I didn’t want to waste time painting terrain with a tiny brush, so I decided to do this with just spray cans. These are some of the colors I used, but feel free to experiment.
WARNING: Pressing down on a spray can for a long time with your finger may cause nerve damage! It took me weeks to feel my finger again. Don’t be me. Buy a spray can grip. They’re cheap and you can swap cans as needed:
I basecoated everything with black primer and let this dry. MDF tends to ‘eat’ paint so you want a solid coat. Once dry, I started spraying colors from different angles. Try to spray each color a little less than the last. You can do this by spraying from further away or spraying ‘down’ on the terrain from various angles (70 degrees, 45 degree angles, etc.). You can also try “dusting” the terrain with light taps of the trigger.
There was no science to this, but I tried to spray in this order: Black basecoat, followed by Maroon, then either Orange, Yellow, or Grey. I don’t recommend metallic spray paints, they look weird at this scale. You could stop here and call it a day!
The urban bases were done with a mix of brown, blueish grey, and a light dusting of regular grey (I sprayed this last layer at a 90 degree angle – almost parallel to the board). I used GW paints out of desperation, but you can find similar colors from Montana Black:
Step 5: Weathering!
You can use miniature paints for this, but you’ll go through pots quickly. I bought some cheap craft paints from my local art store:
Apply Corrosion: Using watered down orange paint (at least 4:1 water-to-paint ratio), I applied orange to the recesses of the model. This is optional and was the most time-consuming, but worth it. Try to apply the paint where you’d expect rainwater to fall. Corners, ladder rungs, the bottom of entrances, etc. See the orange bits of this photo as an example:
Sponge Weathering: This was the fun part and sells the model. To do this, I tore-up a heavy duty sponge:
I then ‘dabbed’ the sponge with orange/brown craft paint (similar to GW’s Mournfang Brown) on various parts of the model. You can do this randomly or aim for the edges / corners to sell the effect.
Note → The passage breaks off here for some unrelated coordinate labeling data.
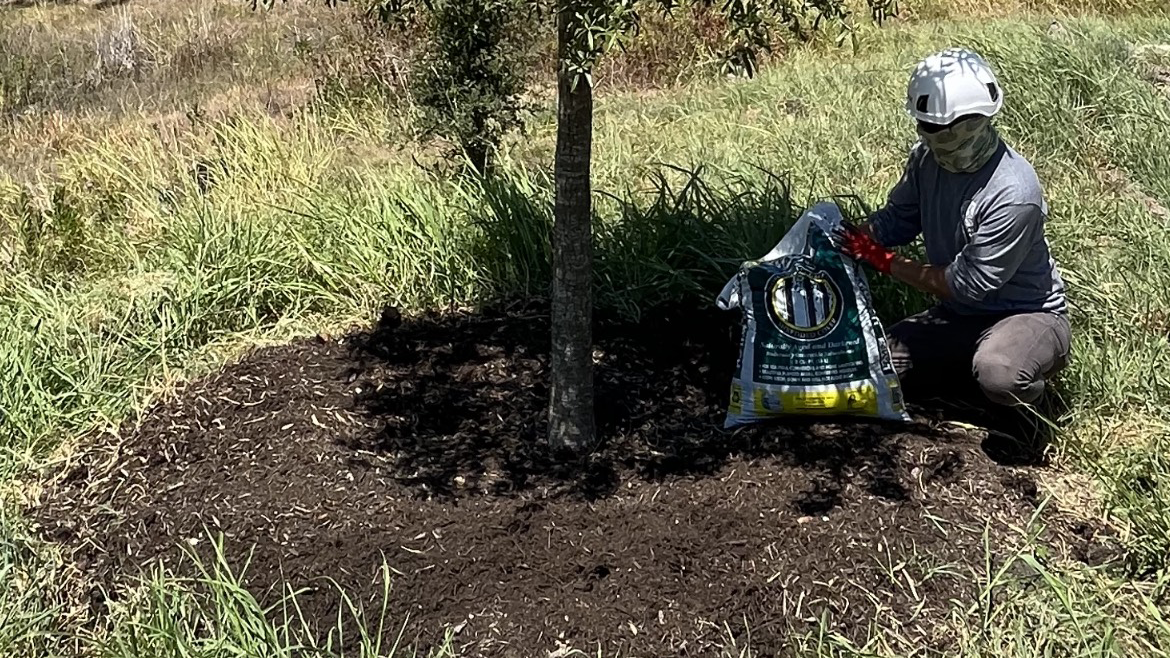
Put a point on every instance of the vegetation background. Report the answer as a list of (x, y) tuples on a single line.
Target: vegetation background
[(181, 180)]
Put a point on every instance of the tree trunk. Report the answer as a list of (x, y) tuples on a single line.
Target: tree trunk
[(571, 424)]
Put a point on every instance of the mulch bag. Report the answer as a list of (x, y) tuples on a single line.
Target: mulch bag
[(811, 342)]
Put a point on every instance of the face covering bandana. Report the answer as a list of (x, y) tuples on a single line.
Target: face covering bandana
[(964, 146)]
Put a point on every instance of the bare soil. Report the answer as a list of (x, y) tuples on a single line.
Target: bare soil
[(420, 443)]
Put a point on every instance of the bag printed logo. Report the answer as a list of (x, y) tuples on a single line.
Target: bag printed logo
[(804, 306), (811, 342)]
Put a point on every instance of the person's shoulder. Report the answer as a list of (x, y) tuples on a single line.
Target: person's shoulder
[(1014, 180)]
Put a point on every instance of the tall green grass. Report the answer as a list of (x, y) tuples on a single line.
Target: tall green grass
[(121, 273)]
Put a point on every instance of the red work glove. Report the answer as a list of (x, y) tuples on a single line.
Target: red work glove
[(853, 242)]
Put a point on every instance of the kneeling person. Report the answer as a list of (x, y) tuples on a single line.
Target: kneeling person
[(981, 211)]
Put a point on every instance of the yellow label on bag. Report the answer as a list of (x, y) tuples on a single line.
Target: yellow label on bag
[(847, 401), (766, 402)]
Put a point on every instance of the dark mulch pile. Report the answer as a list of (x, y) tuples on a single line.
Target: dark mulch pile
[(420, 444)]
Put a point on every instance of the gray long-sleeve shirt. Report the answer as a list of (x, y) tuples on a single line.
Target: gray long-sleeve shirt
[(986, 228)]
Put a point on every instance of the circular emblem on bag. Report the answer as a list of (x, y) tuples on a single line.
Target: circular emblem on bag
[(803, 304)]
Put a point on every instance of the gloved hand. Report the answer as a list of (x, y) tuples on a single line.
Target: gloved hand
[(853, 242)]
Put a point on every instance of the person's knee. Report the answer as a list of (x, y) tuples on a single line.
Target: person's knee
[(1005, 382)]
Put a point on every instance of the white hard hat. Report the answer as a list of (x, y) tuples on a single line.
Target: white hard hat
[(952, 83)]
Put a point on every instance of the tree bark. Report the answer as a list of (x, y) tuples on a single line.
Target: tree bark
[(571, 423)]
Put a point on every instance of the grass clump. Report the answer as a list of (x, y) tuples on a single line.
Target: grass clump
[(129, 260)]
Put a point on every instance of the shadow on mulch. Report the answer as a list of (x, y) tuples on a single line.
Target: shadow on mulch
[(421, 444), (472, 415)]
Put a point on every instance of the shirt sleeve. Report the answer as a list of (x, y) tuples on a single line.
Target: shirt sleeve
[(900, 220), (995, 252)]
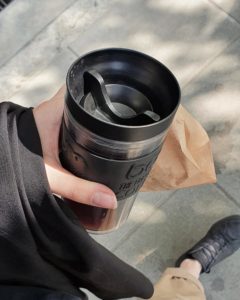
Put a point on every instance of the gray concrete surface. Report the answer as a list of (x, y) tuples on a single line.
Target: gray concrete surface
[(199, 41)]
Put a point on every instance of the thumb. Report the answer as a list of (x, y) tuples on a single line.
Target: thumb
[(67, 185)]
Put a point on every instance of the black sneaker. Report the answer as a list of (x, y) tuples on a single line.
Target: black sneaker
[(222, 240)]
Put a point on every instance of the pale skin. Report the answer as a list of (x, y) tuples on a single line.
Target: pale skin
[(48, 117)]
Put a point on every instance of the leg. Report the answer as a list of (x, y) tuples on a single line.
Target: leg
[(180, 282)]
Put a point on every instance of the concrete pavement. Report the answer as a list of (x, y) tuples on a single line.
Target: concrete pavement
[(199, 40)]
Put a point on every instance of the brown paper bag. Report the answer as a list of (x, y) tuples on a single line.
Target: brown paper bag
[(186, 157)]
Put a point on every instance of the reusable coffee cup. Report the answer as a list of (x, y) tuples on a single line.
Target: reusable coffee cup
[(119, 105)]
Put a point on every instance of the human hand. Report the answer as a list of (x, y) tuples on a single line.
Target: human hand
[(48, 118)]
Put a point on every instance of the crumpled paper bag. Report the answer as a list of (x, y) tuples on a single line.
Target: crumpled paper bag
[(185, 159)]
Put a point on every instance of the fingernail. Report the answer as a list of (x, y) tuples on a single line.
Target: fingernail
[(104, 200)]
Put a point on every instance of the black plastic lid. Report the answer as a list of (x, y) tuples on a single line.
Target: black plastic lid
[(135, 96)]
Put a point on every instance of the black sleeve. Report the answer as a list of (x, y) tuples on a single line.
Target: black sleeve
[(39, 245)]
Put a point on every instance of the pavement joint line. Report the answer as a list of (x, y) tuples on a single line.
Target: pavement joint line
[(185, 85), (73, 51), (223, 10), (227, 195), (36, 34), (137, 226)]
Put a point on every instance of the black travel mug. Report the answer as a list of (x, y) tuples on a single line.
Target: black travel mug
[(119, 105)]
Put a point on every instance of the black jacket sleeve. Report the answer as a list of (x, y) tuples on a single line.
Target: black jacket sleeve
[(39, 245)]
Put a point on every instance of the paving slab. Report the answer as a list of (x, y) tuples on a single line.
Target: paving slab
[(51, 41), (230, 184), (213, 98), (173, 228), (22, 20), (144, 206), (46, 83), (185, 35), (231, 7)]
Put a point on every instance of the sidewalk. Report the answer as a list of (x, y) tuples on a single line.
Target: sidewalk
[(199, 40)]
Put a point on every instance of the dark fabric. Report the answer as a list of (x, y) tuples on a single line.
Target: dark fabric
[(39, 245), (33, 293)]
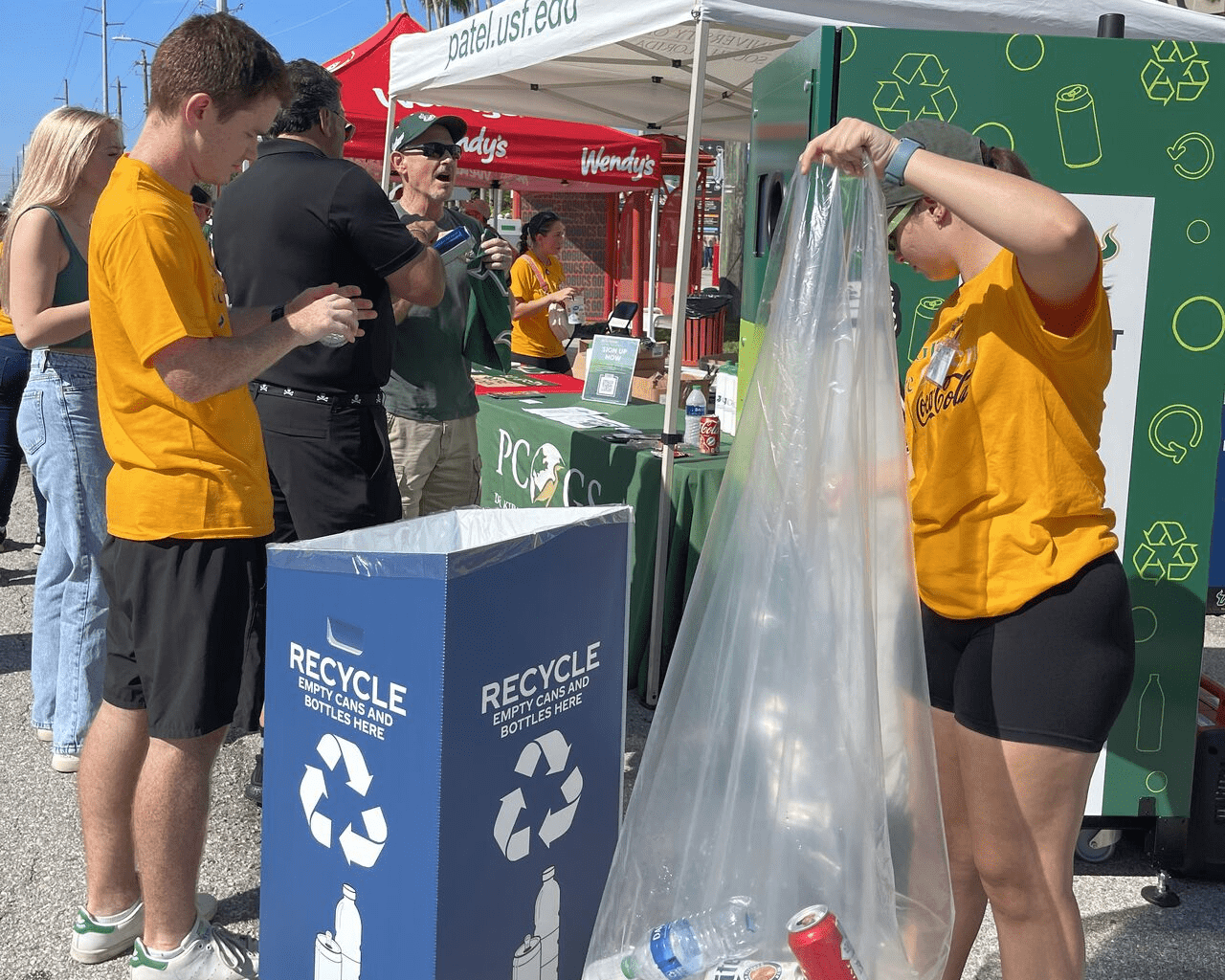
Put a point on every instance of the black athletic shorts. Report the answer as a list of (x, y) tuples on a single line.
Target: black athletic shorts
[(180, 615), (1057, 672)]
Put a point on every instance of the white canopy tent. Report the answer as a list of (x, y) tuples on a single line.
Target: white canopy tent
[(686, 66)]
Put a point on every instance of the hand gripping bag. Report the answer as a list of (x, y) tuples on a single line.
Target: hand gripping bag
[(791, 758)]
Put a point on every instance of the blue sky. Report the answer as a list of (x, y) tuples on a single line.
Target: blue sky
[(43, 42)]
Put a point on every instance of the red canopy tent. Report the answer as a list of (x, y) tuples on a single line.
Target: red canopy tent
[(520, 152)]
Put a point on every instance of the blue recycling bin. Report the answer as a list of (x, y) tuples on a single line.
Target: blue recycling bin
[(444, 746)]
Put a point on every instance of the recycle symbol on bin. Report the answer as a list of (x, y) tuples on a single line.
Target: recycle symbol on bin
[(1165, 552), (541, 758), (1175, 71), (915, 90), (358, 848)]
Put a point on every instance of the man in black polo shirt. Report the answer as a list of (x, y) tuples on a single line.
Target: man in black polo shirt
[(302, 214)]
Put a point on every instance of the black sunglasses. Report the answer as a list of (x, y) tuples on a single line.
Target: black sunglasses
[(436, 151)]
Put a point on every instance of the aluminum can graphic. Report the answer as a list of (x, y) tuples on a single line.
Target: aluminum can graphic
[(327, 957), (925, 313), (1077, 121), (456, 245), (819, 946), (525, 965)]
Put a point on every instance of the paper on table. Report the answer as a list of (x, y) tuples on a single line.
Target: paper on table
[(578, 416)]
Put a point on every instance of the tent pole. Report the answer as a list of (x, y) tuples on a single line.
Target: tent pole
[(390, 129), (648, 320), (683, 250)]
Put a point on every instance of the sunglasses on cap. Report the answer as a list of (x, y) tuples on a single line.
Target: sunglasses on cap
[(436, 151), (898, 215)]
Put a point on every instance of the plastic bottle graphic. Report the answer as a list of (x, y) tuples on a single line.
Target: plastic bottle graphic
[(686, 947), (547, 923), (1151, 717), (327, 957), (525, 965), (695, 408), (348, 934), (1077, 119)]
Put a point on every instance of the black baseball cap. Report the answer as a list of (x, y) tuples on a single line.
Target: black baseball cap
[(939, 138), (414, 123)]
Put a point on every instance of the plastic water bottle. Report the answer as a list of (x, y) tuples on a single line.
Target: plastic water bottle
[(686, 947), (695, 408), (348, 934), (547, 922)]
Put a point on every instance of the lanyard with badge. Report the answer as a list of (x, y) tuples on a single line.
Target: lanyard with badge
[(944, 354)]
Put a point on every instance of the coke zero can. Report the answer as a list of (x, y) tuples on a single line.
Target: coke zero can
[(819, 946)]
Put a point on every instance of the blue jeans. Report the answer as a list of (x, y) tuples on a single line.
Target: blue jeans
[(13, 371), (57, 428)]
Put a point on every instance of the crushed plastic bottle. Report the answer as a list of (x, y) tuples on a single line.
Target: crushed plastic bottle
[(689, 946)]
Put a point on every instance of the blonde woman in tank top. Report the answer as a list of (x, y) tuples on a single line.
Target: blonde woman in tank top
[(44, 288)]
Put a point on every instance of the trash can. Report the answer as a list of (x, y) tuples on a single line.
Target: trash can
[(444, 745), (704, 314)]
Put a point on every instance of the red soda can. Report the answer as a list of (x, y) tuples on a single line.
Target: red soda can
[(819, 946), (708, 435)]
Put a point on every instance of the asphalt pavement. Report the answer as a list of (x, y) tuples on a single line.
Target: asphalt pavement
[(42, 873)]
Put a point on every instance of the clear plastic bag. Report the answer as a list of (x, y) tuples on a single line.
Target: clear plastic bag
[(791, 758)]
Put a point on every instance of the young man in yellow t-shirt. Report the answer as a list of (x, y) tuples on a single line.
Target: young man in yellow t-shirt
[(188, 500)]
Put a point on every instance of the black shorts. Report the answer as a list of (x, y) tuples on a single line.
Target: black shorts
[(329, 466), (1057, 672), (180, 615)]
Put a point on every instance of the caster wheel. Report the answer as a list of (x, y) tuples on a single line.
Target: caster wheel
[(1087, 852)]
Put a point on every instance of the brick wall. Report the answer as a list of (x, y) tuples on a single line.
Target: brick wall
[(585, 256)]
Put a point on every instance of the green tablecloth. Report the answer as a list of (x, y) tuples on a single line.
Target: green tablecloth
[(528, 460)]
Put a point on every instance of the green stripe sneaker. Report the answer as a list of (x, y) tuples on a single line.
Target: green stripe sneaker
[(97, 942), (209, 952)]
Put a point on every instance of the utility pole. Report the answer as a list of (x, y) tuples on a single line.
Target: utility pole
[(105, 26), (145, 73)]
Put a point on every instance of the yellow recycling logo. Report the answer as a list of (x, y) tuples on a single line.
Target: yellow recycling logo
[(917, 90), (1175, 71), (1165, 554)]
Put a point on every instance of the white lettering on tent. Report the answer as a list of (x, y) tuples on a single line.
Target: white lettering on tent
[(602, 162), (486, 147), (506, 23)]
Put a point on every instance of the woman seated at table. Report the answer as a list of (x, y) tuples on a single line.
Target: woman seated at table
[(537, 282)]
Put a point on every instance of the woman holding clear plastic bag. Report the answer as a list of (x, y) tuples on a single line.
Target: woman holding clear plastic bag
[(539, 297), (1026, 609)]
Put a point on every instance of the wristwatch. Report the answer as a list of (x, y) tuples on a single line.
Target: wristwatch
[(897, 165)]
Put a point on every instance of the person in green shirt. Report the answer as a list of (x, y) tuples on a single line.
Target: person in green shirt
[(430, 398)]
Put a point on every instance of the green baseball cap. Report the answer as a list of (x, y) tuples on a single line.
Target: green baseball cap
[(414, 123), (939, 138)]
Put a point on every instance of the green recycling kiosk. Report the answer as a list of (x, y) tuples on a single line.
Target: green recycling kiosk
[(1128, 130)]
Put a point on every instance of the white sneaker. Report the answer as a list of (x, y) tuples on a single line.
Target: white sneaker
[(97, 942), (209, 952)]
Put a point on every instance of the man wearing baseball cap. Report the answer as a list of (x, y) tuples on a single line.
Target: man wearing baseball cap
[(430, 398)]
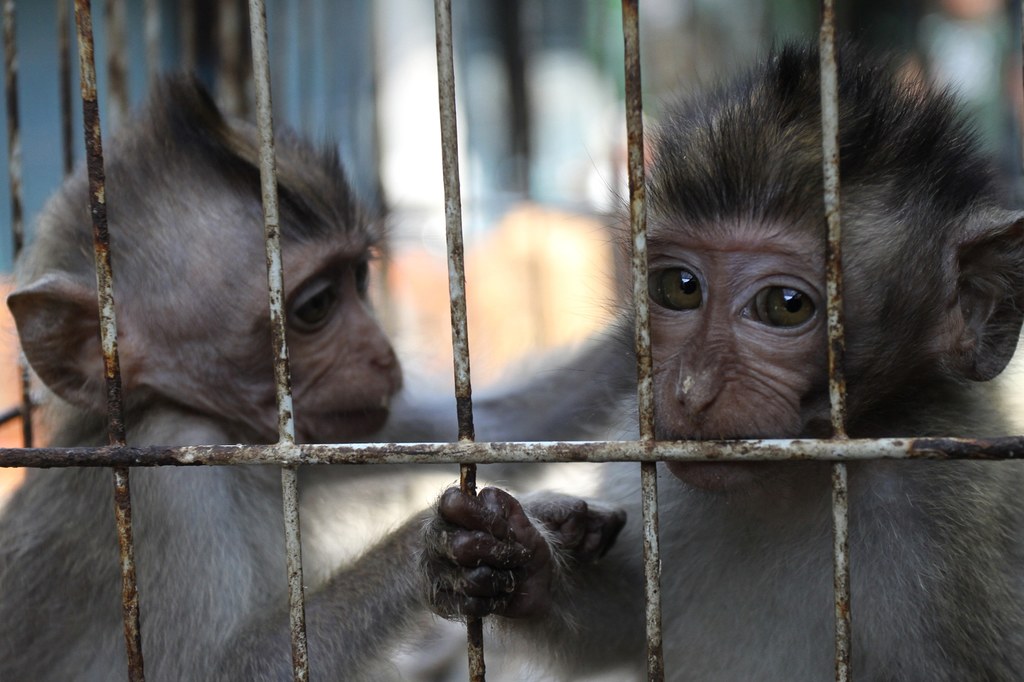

Once complete, I switched to a darker brown (similar to GW’s Rhinox Hide): Aim for areas where you applied the previous layer of brown, but apply less dabs in a smaller area (so the previous brown shows through). This is the opposite of highlighting miniatures, since you’re going from a light to a darker color:
At this stage, you’re pretty much done. Now just to turn out a bunch more, and paint some models, and then get playing!